#disappearing cluster

1 messages · Page 1 of 1 (latest)

outer moon
#

Running NAbox 3.2 with Harvest 23.05.0-1. I've seen this issue in previous verwsions:
I have a Primary and a Secondary Data Center.
All of my primary clusters are on Primary and the Secondary Cluster is under Secondary.

After running reports for a while, my largest Primary cluster disappears from the drop downs. The only way I am able to bring it back is by rebooting.

I am viewing with Firefox LTS, and/or Microsoft Edge.

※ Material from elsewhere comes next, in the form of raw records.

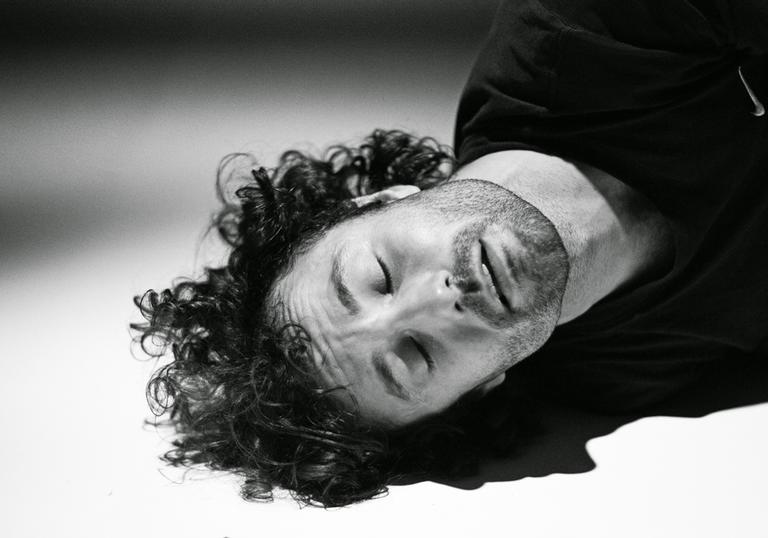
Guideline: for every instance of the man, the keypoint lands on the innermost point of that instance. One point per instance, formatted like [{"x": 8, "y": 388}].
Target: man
[{"x": 604, "y": 226}]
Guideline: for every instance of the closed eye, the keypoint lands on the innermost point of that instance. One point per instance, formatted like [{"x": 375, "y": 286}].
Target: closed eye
[{"x": 387, "y": 275}]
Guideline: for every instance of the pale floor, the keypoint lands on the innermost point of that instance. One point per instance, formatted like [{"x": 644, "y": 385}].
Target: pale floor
[{"x": 78, "y": 461}]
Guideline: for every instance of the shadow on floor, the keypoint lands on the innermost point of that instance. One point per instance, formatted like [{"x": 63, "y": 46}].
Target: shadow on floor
[{"x": 559, "y": 445}]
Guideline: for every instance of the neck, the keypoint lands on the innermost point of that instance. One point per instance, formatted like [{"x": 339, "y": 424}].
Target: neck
[{"x": 614, "y": 236}]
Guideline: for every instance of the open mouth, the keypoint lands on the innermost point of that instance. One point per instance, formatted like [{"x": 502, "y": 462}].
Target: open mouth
[{"x": 490, "y": 277}]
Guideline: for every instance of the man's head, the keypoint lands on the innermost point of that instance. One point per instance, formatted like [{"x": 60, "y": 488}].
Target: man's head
[
  {"x": 285, "y": 360},
  {"x": 427, "y": 297}
]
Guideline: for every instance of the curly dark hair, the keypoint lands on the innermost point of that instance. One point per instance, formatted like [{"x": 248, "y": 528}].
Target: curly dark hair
[{"x": 241, "y": 392}]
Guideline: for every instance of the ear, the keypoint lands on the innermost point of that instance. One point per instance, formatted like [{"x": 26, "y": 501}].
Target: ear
[
  {"x": 395, "y": 192},
  {"x": 491, "y": 384}
]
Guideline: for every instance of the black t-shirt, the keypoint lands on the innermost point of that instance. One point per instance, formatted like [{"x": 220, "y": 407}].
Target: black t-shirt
[{"x": 654, "y": 92}]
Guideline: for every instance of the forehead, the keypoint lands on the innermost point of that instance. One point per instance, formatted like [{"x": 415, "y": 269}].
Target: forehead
[{"x": 343, "y": 348}]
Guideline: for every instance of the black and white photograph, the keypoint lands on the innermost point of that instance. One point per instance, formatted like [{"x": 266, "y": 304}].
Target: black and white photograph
[{"x": 340, "y": 268}]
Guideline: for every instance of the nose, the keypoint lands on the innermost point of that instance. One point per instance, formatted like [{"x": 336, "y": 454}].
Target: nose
[{"x": 427, "y": 300}]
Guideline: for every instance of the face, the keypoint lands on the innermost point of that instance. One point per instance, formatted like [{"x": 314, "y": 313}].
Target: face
[{"x": 417, "y": 303}]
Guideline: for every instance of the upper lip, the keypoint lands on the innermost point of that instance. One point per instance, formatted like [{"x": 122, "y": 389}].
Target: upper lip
[{"x": 499, "y": 276}]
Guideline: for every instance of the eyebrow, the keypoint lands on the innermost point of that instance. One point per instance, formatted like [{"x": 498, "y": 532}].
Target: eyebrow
[
  {"x": 392, "y": 385},
  {"x": 338, "y": 275}
]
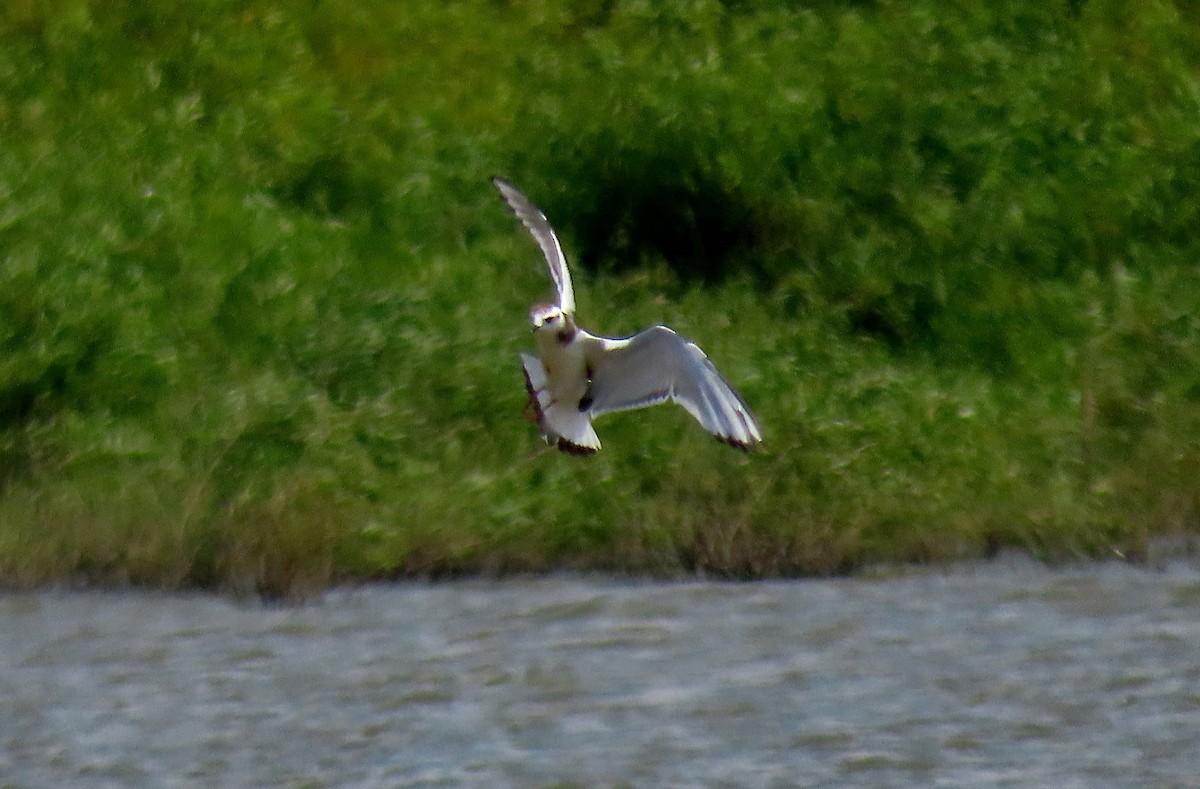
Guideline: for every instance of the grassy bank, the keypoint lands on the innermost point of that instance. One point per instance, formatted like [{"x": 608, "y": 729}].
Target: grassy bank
[{"x": 259, "y": 306}]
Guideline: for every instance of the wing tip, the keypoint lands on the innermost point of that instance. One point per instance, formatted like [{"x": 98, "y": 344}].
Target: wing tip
[
  {"x": 576, "y": 450},
  {"x": 747, "y": 446}
]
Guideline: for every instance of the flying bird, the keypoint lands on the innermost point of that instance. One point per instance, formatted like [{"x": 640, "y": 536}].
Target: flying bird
[{"x": 579, "y": 375}]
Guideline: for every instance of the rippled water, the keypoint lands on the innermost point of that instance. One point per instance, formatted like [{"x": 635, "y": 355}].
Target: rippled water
[{"x": 1005, "y": 674}]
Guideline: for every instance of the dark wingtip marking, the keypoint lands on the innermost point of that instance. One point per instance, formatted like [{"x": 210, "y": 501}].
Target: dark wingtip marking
[
  {"x": 577, "y": 450},
  {"x": 745, "y": 446}
]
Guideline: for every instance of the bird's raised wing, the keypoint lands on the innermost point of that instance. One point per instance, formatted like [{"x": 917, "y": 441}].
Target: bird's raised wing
[
  {"x": 659, "y": 365},
  {"x": 539, "y": 228}
]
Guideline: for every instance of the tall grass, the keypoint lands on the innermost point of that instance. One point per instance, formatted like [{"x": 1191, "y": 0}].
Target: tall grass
[{"x": 259, "y": 307}]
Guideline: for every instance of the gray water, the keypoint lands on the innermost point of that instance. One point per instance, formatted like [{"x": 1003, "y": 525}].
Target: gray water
[{"x": 1002, "y": 674}]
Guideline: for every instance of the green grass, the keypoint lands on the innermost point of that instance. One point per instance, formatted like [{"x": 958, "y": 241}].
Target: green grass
[{"x": 259, "y": 306}]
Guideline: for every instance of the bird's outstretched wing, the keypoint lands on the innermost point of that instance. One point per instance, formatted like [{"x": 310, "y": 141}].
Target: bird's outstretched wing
[
  {"x": 539, "y": 228},
  {"x": 659, "y": 365}
]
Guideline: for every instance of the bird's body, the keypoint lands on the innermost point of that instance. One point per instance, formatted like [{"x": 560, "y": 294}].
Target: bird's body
[{"x": 579, "y": 375}]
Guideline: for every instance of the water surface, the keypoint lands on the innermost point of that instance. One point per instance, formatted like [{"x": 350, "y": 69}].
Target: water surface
[{"x": 1001, "y": 674}]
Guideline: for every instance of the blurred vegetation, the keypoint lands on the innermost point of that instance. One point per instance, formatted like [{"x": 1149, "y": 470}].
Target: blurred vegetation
[{"x": 259, "y": 306}]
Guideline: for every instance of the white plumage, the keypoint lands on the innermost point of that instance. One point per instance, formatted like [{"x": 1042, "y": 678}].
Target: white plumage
[{"x": 580, "y": 375}]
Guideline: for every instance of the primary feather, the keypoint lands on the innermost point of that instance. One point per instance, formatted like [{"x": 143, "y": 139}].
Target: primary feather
[
  {"x": 539, "y": 228},
  {"x": 657, "y": 366}
]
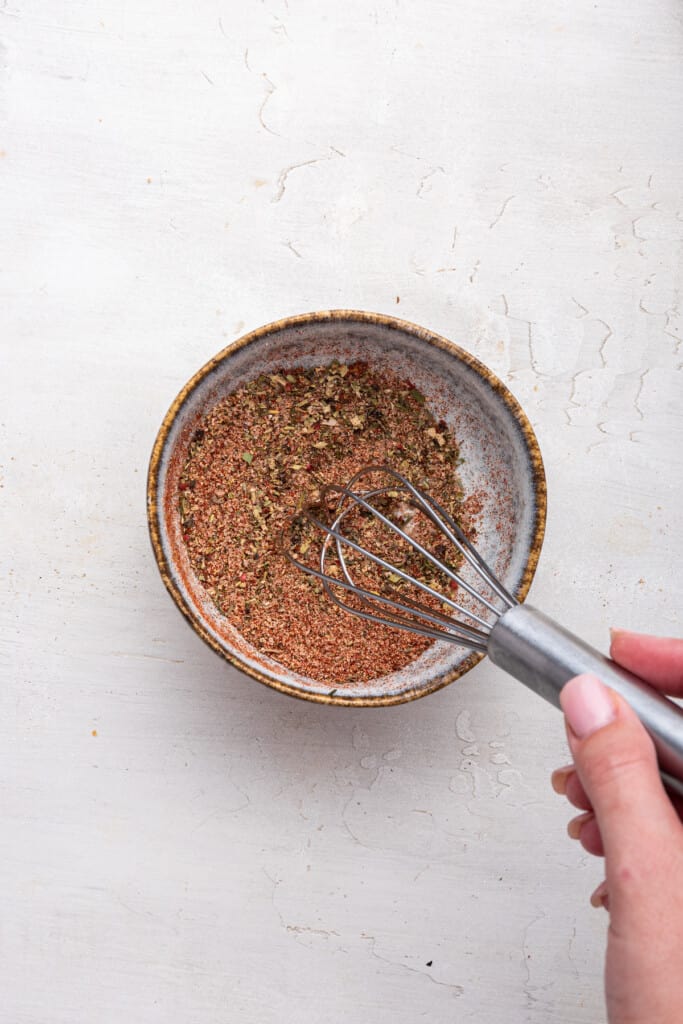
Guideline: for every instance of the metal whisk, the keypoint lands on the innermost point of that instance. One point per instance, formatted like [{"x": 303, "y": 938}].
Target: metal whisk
[{"x": 468, "y": 606}]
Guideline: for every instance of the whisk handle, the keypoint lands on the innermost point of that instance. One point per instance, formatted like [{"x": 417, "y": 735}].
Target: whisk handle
[{"x": 544, "y": 655}]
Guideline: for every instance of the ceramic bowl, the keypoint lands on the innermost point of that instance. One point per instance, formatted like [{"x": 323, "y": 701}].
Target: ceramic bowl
[{"x": 502, "y": 464}]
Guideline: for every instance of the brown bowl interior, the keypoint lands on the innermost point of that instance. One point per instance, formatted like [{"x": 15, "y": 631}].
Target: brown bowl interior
[{"x": 502, "y": 464}]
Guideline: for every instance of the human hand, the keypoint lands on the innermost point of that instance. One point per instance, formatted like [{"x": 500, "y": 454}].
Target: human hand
[{"x": 630, "y": 819}]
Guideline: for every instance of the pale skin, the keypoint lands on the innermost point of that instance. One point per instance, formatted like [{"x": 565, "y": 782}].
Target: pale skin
[{"x": 628, "y": 818}]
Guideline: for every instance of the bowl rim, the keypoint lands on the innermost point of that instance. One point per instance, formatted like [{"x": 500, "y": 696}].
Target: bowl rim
[{"x": 352, "y": 316}]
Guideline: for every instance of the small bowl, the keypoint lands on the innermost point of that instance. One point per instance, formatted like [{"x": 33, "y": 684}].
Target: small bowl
[{"x": 502, "y": 465}]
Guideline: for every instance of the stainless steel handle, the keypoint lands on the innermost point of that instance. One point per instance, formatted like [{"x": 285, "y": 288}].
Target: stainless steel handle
[{"x": 544, "y": 655}]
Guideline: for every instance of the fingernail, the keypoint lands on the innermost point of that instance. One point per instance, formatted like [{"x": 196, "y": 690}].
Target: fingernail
[
  {"x": 559, "y": 778},
  {"x": 588, "y": 706},
  {"x": 575, "y": 825},
  {"x": 600, "y": 897}
]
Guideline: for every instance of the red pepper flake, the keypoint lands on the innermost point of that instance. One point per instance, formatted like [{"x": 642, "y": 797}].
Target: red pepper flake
[{"x": 242, "y": 482}]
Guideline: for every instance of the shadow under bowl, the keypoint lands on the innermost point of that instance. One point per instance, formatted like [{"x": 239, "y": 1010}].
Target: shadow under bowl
[{"x": 502, "y": 466}]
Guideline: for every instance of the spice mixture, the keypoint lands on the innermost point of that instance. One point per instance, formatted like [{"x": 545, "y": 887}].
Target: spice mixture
[{"x": 262, "y": 452}]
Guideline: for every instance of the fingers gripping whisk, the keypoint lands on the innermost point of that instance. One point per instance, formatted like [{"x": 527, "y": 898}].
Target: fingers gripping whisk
[
  {"x": 386, "y": 551},
  {"x": 383, "y": 549}
]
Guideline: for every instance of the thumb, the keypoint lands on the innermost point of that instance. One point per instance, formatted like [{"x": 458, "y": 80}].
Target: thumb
[{"x": 616, "y": 764}]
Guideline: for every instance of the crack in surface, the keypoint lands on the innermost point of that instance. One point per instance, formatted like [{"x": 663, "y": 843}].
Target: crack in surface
[
  {"x": 614, "y": 195},
  {"x": 501, "y": 212},
  {"x": 270, "y": 88},
  {"x": 601, "y": 347},
  {"x": 529, "y": 342},
  {"x": 285, "y": 173},
  {"x": 290, "y": 246},
  {"x": 456, "y": 989},
  {"x": 639, "y": 391}
]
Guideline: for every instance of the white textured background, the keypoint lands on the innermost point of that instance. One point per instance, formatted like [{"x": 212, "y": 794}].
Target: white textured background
[{"x": 172, "y": 174}]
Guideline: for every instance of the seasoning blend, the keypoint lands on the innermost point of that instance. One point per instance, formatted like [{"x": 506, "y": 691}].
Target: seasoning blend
[{"x": 262, "y": 452}]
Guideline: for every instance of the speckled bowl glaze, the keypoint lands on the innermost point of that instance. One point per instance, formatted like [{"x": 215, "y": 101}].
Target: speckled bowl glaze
[{"x": 502, "y": 464}]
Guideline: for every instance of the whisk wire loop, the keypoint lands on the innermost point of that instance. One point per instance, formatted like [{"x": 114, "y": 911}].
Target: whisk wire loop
[{"x": 397, "y": 608}]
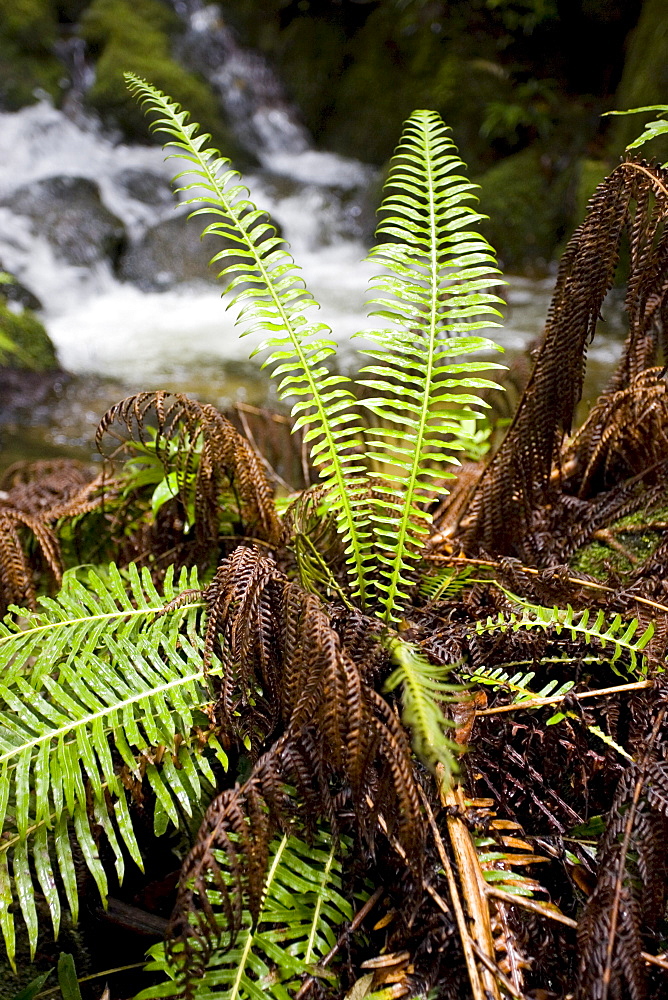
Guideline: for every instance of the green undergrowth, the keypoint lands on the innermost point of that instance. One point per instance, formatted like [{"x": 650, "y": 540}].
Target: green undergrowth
[{"x": 24, "y": 343}]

Has anyone seen this before?

balmy ice
outer moon
#

Hey Chris, nice to chat with you again. I normally am not allowed since we are a dark site, but let me have a look at the collection, I may be able to transfer it

outer moon
#

@balmy ice It does not appear that there is any classified info on the logs. However, I have to go through it, and the nalog is a big one. I probably won't be able to upload until tomorrow; Would that be oikay?

balmy ice
#

of course, whenever you get a chance

outer moon
#

Just emailed it Chris. Thank you

lethal holly
#

We're seeing it too. Go into the admin page and we see the cluster is unchecked. Turn it back on and it starts collecting again.

#

I think this started after we upgraded from 3.3beta to 3.3.

balmy ice
#

thanks for chiming in Ed. We'll investigate

#

spoke with @long copper about this - in nabox, when the cluster becomes unchecked, that means the poller has died. When you get a chance can you ssh into nabox and check if the oom-killer is reaping processes by running dmesg | grep -i kill. Please share your logs too and we'll make sure there's not anything happening there that causes the poller to die. https://nabox.org/documentation/troubleshooting/#collecting-logs and email them to ng-harvest-files@netapp.com

lethal holly
#

Confirmed - it's the oom-killer
[8401823.620144] poller invoked oom-killer: gfp_mask=0x1100cca(GFP_HIGHUSER_MOVABLE), order=0, oom_score_adj=0
[8401823.620198] oom_kill_process.cold+0xb/0x10
[8401823.620492] oom-kill:constraint=CONSTRAINT_NONE,nodemask=(null),cpuset=ca4bcd987f09f92d6cf477d794380caaead08d71fd3869b978dd92a00b5ef7df,mems_allowed=0,global_oom,task_memcg=/docker/ca4bcd987f09f92d6cf477d794380caaead08d71fd3869b978dd92a00b5ef7df,task=poller,pid=27604,uid=0
[8401823.620529] Out of memory: Killed process 27604 (poller) total-vm:7547364kB, anon-rss:5171416kB, file-rss:0kB, shmem-rss:0kB, UID:0 pgtables:13520kB oom_score_adj:0

balmy ice
#

thanks Ed

lethal holly
#

Is the fix as simple as giving the VM more memory?

balmy ice
#

yes and we're also making a few improvements on the Harvest side. We're going to disable a few templates that are not being used by any dashboards, but have high metric counts. We would love to take a look at your log files and see if there are any other issues there, if you can send them

lethal holly
#

Thanks. Memory bumped from 12GB to 16GB, /data increased while I was at it, and logs emailed.

balmy ice
#

still going through your logs Ed, but commenting out NetConnections in your conf/rest/default.yaml will make a difference. That's a change that will be in 23.08
nabox-harvest2 | 2023-08-11T13:28:47Z INF collector/collector.go:483 > Collected Poller=poller1 apiMs=64720 calcMs=0 collector=Rest:NetConnections instances=411630 metrics=4527930 parseMs=44733 pluginMs=0
shows 411K instances exporting 4,527,930 metrics

lethal holly
#

Thanks @balmy ice . What's the downside of commenting out NetConnections?

south karma
#

@lethal holly These metrics are not utilised in any of the Harvest default dashboards. The only drawback is that if you were using these metrics in some different way.